Structure, Mechanism, and Inhibition of Aspergillus fumigatus Thioredoxin Reductase

Abstract

Aspergillus fumigatus infections are associated with high mortality rates and high treatment costs. Limited available antifungals and increasing antifungal resistance highlight an urgent need for new antifungals. Thioredoxin reductase (TrxR) is essential for maintaining redox homeostasis and presents as a promising target for novel antifungals. We show that ebselen [2-phenyl-1,2-benzoselenazol-3(2H)-one] is an inhibitor of A. fumigatus TrxR (K_i = 0.22 μM) and inhibits growth of Aspergillus spp., with in vitro MIC values of 16 to 64 µg/ml. Mass spectrometry analysis demonstrates that ebselen interacts covalently with a catalytic cysteine of TrxR, Cys148. We also present the X-ray crystal structure of A. fumigatus TrxR and use in silico modeling of the enzyme-inhibitor complex to outline key molecular interactions. This provides a scaffold for future design of potent and selective antifungal drugs that target TrxR, improving the potency of ebselen toward inhbition of A. fumigatus growth.
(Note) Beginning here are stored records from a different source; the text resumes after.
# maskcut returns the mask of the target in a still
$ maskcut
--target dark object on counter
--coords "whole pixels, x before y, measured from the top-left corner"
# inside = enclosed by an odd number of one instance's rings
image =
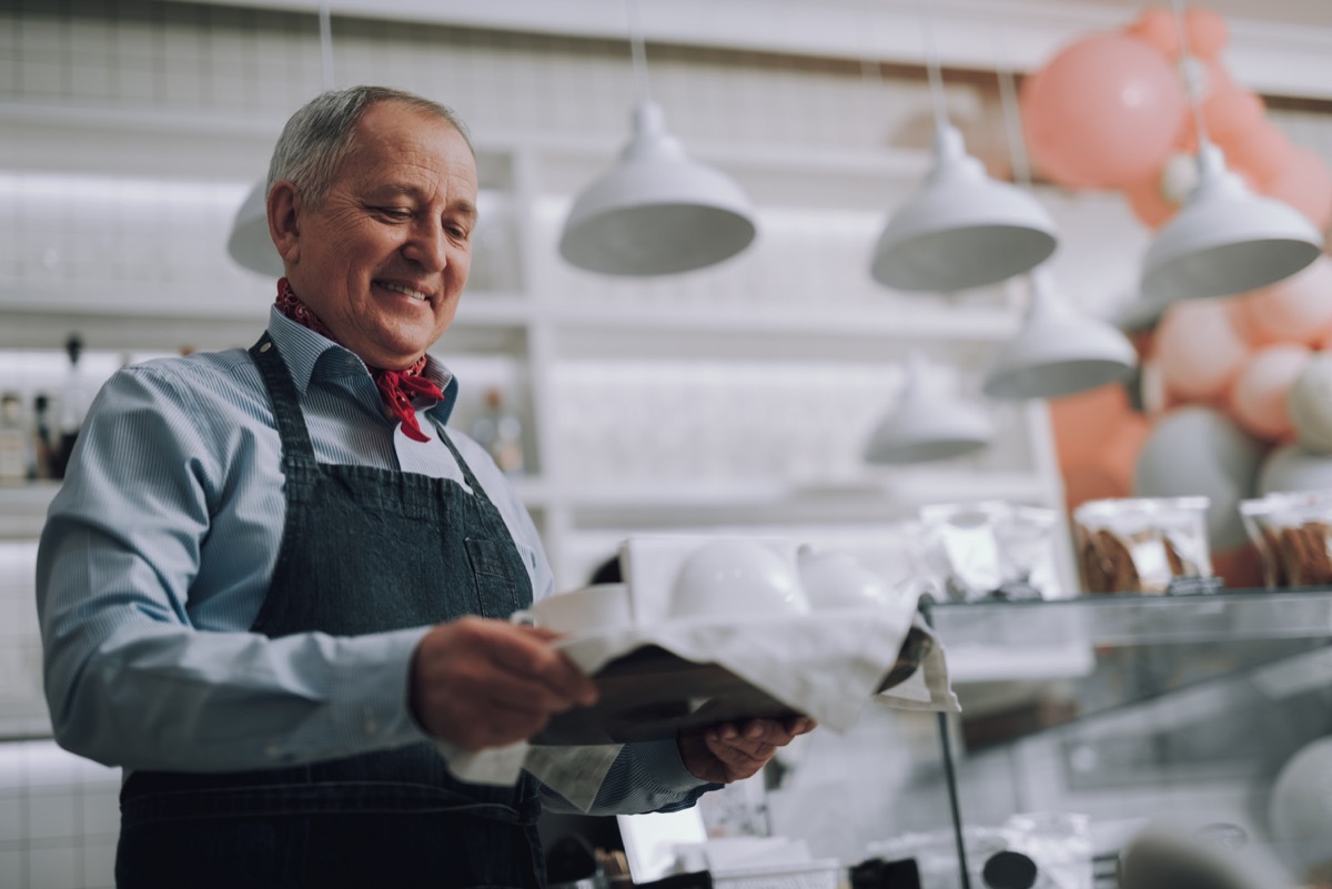
[[[546,884],[550,889],[607,889],[610,881],[597,853],[579,836],[563,836],[546,852]]]
[[[914,673],[931,647],[912,627],[879,691]],[[749,719],[789,719],[798,713],[721,664],[685,660],[659,645],[645,645],[593,676],[599,699],[550,719],[535,744],[611,744],[677,737],[682,731]],[[699,705],[699,701],[706,701]]]
[[[707,870],[677,873],[653,882],[635,882],[634,889],[713,889],[713,874]]]
[[[1036,862],[1020,852],[996,852],[986,861],[980,876],[990,889],[1031,889],[1036,885]]]
[[[851,889],[920,889],[915,858],[870,858],[851,868]]]
[[[1006,580],[986,594],[986,599],[991,602],[1040,602],[1044,596],[1040,595],[1040,590],[1026,580]]]

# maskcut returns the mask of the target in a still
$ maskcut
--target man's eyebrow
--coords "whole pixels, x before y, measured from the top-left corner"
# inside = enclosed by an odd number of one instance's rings
[[[385,192],[389,194],[402,194],[405,197],[420,198],[425,192],[412,185],[410,182],[388,182],[385,185]],[[458,198],[449,205],[449,210],[453,213],[462,213],[464,216],[476,220],[477,218],[477,205],[466,198]]]

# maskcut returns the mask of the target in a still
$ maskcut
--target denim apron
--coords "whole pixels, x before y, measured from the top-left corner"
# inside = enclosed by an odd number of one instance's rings
[[[317,463],[268,334],[250,355],[286,476],[282,544],[254,632],[352,636],[464,615],[503,619],[531,603],[503,519],[442,429],[470,494],[450,479]],[[430,743],[241,773],[139,771],[120,801],[121,889],[545,884],[534,779],[461,783]]]

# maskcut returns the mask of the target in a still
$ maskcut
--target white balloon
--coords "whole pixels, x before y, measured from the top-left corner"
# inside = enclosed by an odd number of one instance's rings
[[[1332,454],[1332,354],[1309,358],[1285,395],[1285,407],[1295,441],[1305,451]]]
[[[1205,496],[1212,551],[1248,540],[1239,503],[1253,496],[1261,442],[1225,414],[1199,405],[1156,421],[1134,467],[1134,496]]]
[[[1281,444],[1263,460],[1257,492],[1332,490],[1332,456],[1312,454],[1300,444]]]

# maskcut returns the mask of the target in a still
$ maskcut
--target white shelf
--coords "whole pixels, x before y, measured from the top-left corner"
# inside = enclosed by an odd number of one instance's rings
[[[0,146],[0,170],[193,177],[234,185],[257,177],[262,169],[257,158],[266,160],[280,125],[281,121],[264,116],[228,112],[181,114],[174,109],[0,102],[0,126],[21,133],[13,145]],[[99,144],[108,140],[116,150],[91,156],[73,148],[87,140]],[[502,253],[489,256],[488,267],[494,273],[494,286],[513,283],[515,289],[464,294],[453,326],[433,351],[446,362],[456,358],[460,367],[465,355],[498,358],[507,365],[506,385],[515,387],[515,401],[530,423],[531,466],[539,470],[515,483],[519,496],[538,514],[561,583],[575,580],[566,564],[571,564],[573,535],[582,528],[627,535],[689,524],[888,522],[914,515],[923,503],[1011,499],[1052,506],[1059,502],[1056,470],[1042,463],[1042,454],[1032,456],[1031,448],[1019,452],[998,443],[1003,452],[996,451],[995,459],[982,464],[882,471],[854,459],[830,468],[815,466],[814,458],[802,458],[813,471],[831,471],[836,476],[787,471],[778,460],[766,463],[766,475],[754,476],[753,467],[743,466],[737,470],[743,468],[746,478],[715,478],[725,467],[718,470],[714,464],[711,474],[698,478],[643,480],[629,475],[647,475],[651,467],[622,467],[626,478],[607,478],[602,474],[605,467],[597,464],[601,459],[597,454],[570,454],[566,448],[571,444],[561,441],[578,427],[578,418],[569,415],[578,406],[561,398],[565,390],[558,387],[561,371],[575,366],[583,369],[578,377],[582,389],[577,393],[591,398],[591,403],[598,398],[595,373],[603,370],[607,382],[618,383],[625,374],[617,374],[617,367],[627,369],[642,359],[659,361],[666,371],[651,378],[651,385],[658,386],[651,393],[654,398],[671,387],[673,365],[687,369],[699,359],[726,362],[727,371],[710,377],[711,382],[694,385],[737,387],[734,391],[753,385],[754,367],[778,362],[803,367],[810,373],[797,378],[811,389],[802,390],[799,398],[815,402],[819,386],[844,386],[847,379],[864,377],[866,367],[868,377],[876,379],[878,366],[884,366],[884,389],[862,383],[872,406],[856,401],[859,389],[838,393],[843,402],[852,393],[848,409],[875,411],[898,385],[890,365],[902,362],[907,351],[935,353],[942,363],[974,370],[995,343],[1018,330],[1020,314],[1003,291],[952,299],[904,298],[886,290],[880,294],[867,283],[863,291],[819,291],[825,277],[819,264],[844,265],[860,249],[863,233],[855,226],[886,214],[895,190],[918,181],[928,166],[924,152],[797,150],[691,140],[691,154],[733,172],[754,196],[759,213],[773,214],[770,218],[786,226],[774,226],[774,232],[779,229],[783,237],[799,238],[805,230],[801,226],[813,225],[825,241],[815,245],[818,249],[793,257],[809,270],[799,283],[785,274],[733,279],[722,273],[706,278],[703,285],[690,278],[645,282],[639,287],[639,282],[609,286],[543,265],[559,261],[553,246],[534,244],[535,238],[550,234],[550,220],[541,213],[602,172],[622,148],[619,140],[573,132],[490,132],[476,133],[476,144],[482,186],[497,200],[497,218],[506,220],[507,226],[502,230],[507,238],[493,242]],[[174,160],[159,164],[155,160],[159,145],[172,146]],[[44,164],[43,158],[51,162]],[[811,213],[830,214],[830,225],[811,222]],[[169,238],[170,232],[163,237]],[[192,248],[206,250],[206,245]],[[831,256],[825,254],[827,248],[834,250]],[[220,254],[221,245],[217,249]],[[769,249],[785,250],[781,245]],[[766,256],[762,258],[769,262]],[[217,269],[234,271],[222,260]],[[123,270],[132,273],[128,266]],[[201,275],[205,279],[190,282],[184,294],[176,281],[107,285],[104,277],[84,274],[84,279],[72,283],[8,287],[0,283],[0,349],[55,347],[71,330],[84,335],[89,350],[174,351],[186,345],[194,349],[249,345],[262,327],[272,299],[270,282],[240,273]],[[180,275],[181,270],[160,274]],[[478,281],[474,275],[473,283]],[[842,286],[829,281],[830,287]],[[851,287],[858,283],[863,282],[848,282]],[[770,299],[769,289],[774,286],[790,290]],[[709,287],[723,298],[711,298]],[[625,289],[630,298],[617,299],[615,294]],[[754,365],[730,377],[733,362]],[[589,365],[597,366],[587,371]],[[477,391],[473,386],[468,394],[474,397]],[[996,415],[1000,414],[996,406]],[[694,414],[689,421],[703,422],[701,417]],[[1014,430],[1024,422],[1018,411],[1008,411],[1007,417]],[[819,421],[832,433],[844,426],[840,438],[830,435],[830,446],[848,452],[846,437],[859,434],[851,419]],[[654,423],[630,426],[627,444],[621,441],[615,447],[633,448],[634,435],[645,442],[658,435]],[[774,429],[765,434],[773,442],[783,433]],[[1031,431],[1019,430],[1008,438],[1026,442]],[[774,450],[773,444],[769,447]],[[1035,450],[1042,447],[1038,444]],[[598,470],[593,478],[587,478],[587,460]],[[682,471],[679,466],[675,468]],[[52,491],[21,495],[0,491],[0,530],[13,538],[35,536]],[[33,498],[43,496],[39,506]]]

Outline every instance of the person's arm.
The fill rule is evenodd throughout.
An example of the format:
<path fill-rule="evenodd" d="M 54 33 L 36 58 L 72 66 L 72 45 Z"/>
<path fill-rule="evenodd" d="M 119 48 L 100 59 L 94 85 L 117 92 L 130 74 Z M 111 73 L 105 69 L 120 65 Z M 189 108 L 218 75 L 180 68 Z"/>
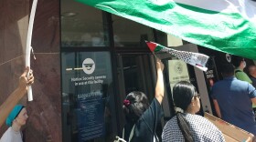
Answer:
<path fill-rule="evenodd" d="M 253 105 L 256 105 L 256 97 L 251 98 Z"/>
<path fill-rule="evenodd" d="M 218 117 L 221 118 L 221 113 L 220 113 L 220 109 L 219 109 L 217 99 L 213 99 L 213 104 L 214 104 L 215 111 L 217 113 Z"/>
<path fill-rule="evenodd" d="M 0 127 L 5 123 L 9 113 L 12 111 L 14 106 L 19 102 L 24 96 L 27 90 L 27 85 L 30 86 L 34 83 L 34 76 L 32 72 L 29 73 L 28 79 L 27 74 L 28 73 L 29 67 L 27 67 L 24 73 L 19 77 L 18 87 L 7 97 L 7 99 L 0 106 Z"/>
<path fill-rule="evenodd" d="M 160 59 L 157 59 L 156 61 L 157 80 L 155 85 L 155 97 L 157 99 L 157 101 L 160 104 L 162 104 L 164 95 L 165 95 L 163 70 L 164 70 L 164 65 Z"/>

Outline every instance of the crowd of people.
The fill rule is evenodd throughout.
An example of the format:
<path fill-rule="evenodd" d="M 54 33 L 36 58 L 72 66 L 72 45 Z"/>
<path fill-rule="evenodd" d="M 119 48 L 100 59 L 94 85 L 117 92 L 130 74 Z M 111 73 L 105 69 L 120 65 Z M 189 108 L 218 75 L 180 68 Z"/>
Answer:
<path fill-rule="evenodd" d="M 220 67 L 223 79 L 215 83 L 210 96 L 217 117 L 256 135 L 255 115 L 252 104 L 256 104 L 256 66 L 250 66 L 249 75 L 243 72 L 246 63 L 242 57 L 233 56 L 233 64 Z M 123 100 L 123 110 L 126 124 L 123 130 L 123 141 L 225 141 L 221 131 L 207 118 L 197 115 L 200 110 L 200 95 L 189 82 L 180 81 L 173 87 L 172 99 L 175 107 L 182 110 L 166 122 L 162 137 L 155 131 L 163 111 L 161 104 L 165 95 L 164 65 L 157 59 L 155 98 L 150 103 L 147 96 L 133 91 Z M 27 77 L 27 75 L 29 75 Z M 16 105 L 24 96 L 27 86 L 34 83 L 32 71 L 27 67 L 19 78 L 17 88 L 0 106 L 0 125 L 5 120 L 9 128 L 0 142 L 22 142 L 21 127 L 28 117 L 26 107 Z"/>
<path fill-rule="evenodd" d="M 131 92 L 123 101 L 126 125 L 123 131 L 125 141 L 157 142 L 155 127 L 162 117 L 161 103 L 164 97 L 163 64 L 157 62 L 157 82 L 155 97 L 152 103 L 142 92 Z M 160 66 L 161 65 L 161 66 Z M 223 80 L 214 84 L 210 96 L 214 102 L 217 117 L 256 135 L 255 115 L 252 104 L 256 104 L 256 66 L 249 66 L 249 76 L 243 72 L 244 58 L 233 56 L 232 64 L 221 66 Z M 221 131 L 207 118 L 197 115 L 200 110 L 200 96 L 195 86 L 181 81 L 173 87 L 172 99 L 175 107 L 182 112 L 166 122 L 163 142 L 176 141 L 225 141 Z M 250 141 L 250 138 L 247 139 Z"/>

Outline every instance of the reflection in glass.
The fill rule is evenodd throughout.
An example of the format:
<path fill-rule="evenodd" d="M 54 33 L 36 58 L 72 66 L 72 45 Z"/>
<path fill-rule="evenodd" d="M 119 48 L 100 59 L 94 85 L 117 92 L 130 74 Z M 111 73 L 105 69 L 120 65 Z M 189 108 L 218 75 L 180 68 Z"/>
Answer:
<path fill-rule="evenodd" d="M 61 57 L 63 141 L 113 141 L 116 121 L 110 53 L 62 53 Z"/>
<path fill-rule="evenodd" d="M 61 1 L 61 46 L 107 46 L 101 10 L 69 0 Z"/>

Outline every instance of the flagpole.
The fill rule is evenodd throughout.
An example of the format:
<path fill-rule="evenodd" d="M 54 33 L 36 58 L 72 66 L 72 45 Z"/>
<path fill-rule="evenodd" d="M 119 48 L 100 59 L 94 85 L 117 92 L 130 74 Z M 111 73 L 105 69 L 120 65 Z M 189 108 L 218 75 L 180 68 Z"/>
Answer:
<path fill-rule="evenodd" d="M 28 29 L 27 29 L 27 46 L 26 46 L 26 66 L 29 66 L 30 69 L 30 53 L 31 53 L 31 39 L 32 39 L 32 30 L 34 25 L 34 18 L 37 9 L 37 0 L 34 0 L 31 7 L 29 23 L 28 23 Z M 29 76 L 29 72 L 27 73 L 27 76 Z M 32 87 L 31 86 L 28 86 L 27 89 L 27 98 L 28 101 L 33 100 L 32 95 Z"/>

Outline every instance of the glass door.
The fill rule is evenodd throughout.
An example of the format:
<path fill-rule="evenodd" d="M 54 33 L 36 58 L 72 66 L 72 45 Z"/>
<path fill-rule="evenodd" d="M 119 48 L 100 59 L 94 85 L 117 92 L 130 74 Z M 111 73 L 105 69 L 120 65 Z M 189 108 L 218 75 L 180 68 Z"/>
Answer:
<path fill-rule="evenodd" d="M 122 106 L 126 95 L 132 91 L 144 92 L 149 100 L 154 98 L 155 64 L 150 54 L 119 54 L 117 55 L 117 119 L 121 133 L 125 124 Z M 121 134 L 119 134 L 121 135 Z"/>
Keywords: Aspergillus fumigatus; X-ray crystallography; antifungal; ebselen; thioredoxin reductase.

FIG 1

TrxR reaction mechanism and inhibition by EbSe. (a) TrxR catalyzes the NADPH-dependent reduction of Trx via a dithiol exchange reaction. (b) Proposed mechanism by which EbSe (bottom left) inhibits low-MW TrxR (32).

FIG 2

MS/MS data show that EbSe forms a covalent bond with Cys148 of AfTrxR. The MS/MS data for a peptide with m/z 1642.74 derived from AfTrxR(C145S) after incubation with excess EbSe are shown. A mass shift at Cys148 equal to the addition of one EbSe molecule (MW = 274.18) confirms the formation of a covalent bond between EbSe and Cys148. The peptide sequence modified at Cys148 is shown, with the C145S mutation marked by an asterisk. Full peptide annotation along with equivalent nonmodified peptides derived from AfTrxR wild-type, C145S, and C148S proteins is provided in Fig. S2 and S3 in the supplemental material.

FIG 3

Crystal structure of AfTrxR in flavin-oxidizing conformation at 3.2 Å. The NADPH molecule (cyan), the FAD molecule (magenta), and key residues are shown as sticks. The polypeptide backbone is shown in cartoon representation. A 2mFo-DFc composite omit electron density map for the bound dinucleotides and active-site cysteines (Cys145 and Cys148) is contoured at 1.0 (blue mesh) and 3.0 (pink mesh) RMSD (right panels only). Lengths of hydrogen bonds (dashes) are shown in angstroms. (a) The AfTrxR homodimer. α-Helices (cylinders) and β-stands (arrows) are labeled for one subunit. Each subunit (colored different shades of green) contains an NADPH domain connected to an FAD domain via a short two-stranded “hinge.” Each domain is composed of a central parallel β-sheet sandwiched between an antiparallel β-sheet and three α-helices (note that β1 and β6 contribute to both β-sheets of the FAD domain). (b) Cross-eyed stereo view of the adenosine of NADPH with key binding site residues. Electron density was insufficient to model the nicotinamide riboside. (c) Cross-eyed stereo view of the bound FAD cofactor and key residues. The flavin moiety is poised for electron transfer to the Sγ atom of Cys148.

FIG 4

Modeling of the EbSe-AfTrxR interaction. (a) The flavin-reducing (FR) conformation of AfTrxR was modeled by rotating the NADPH domain by ∼66°, exposing the active-site cysteines. Cys145 and Cys148 (yellow), FAD (magenta), and NADPH (cyan) are shown as sticks. (b) The reaction of EbSe with Cys148 was performed in silico using the FR conformation of AfTrxR. The results are shown in cross-eyed stereo view. Representative examples of group A (wheat carbons), group B (pink carbons), and group C (cyan carbons) poses are shown as sticks. Key interacting residues are also shown. A transparent molecular surface representation is shown for the protein, colored by electrostatic potential, −5 kT/e (red) to +5 kT/e (blue). The Sγ atom of Cys148 is colored yellow, and the Se atom of EbSe is orange. All hydrogen bonds (dashes) are 2.9 to 3.0 Å in length. The FAD cofactor (magenta) can be seen in the background (bottom of view).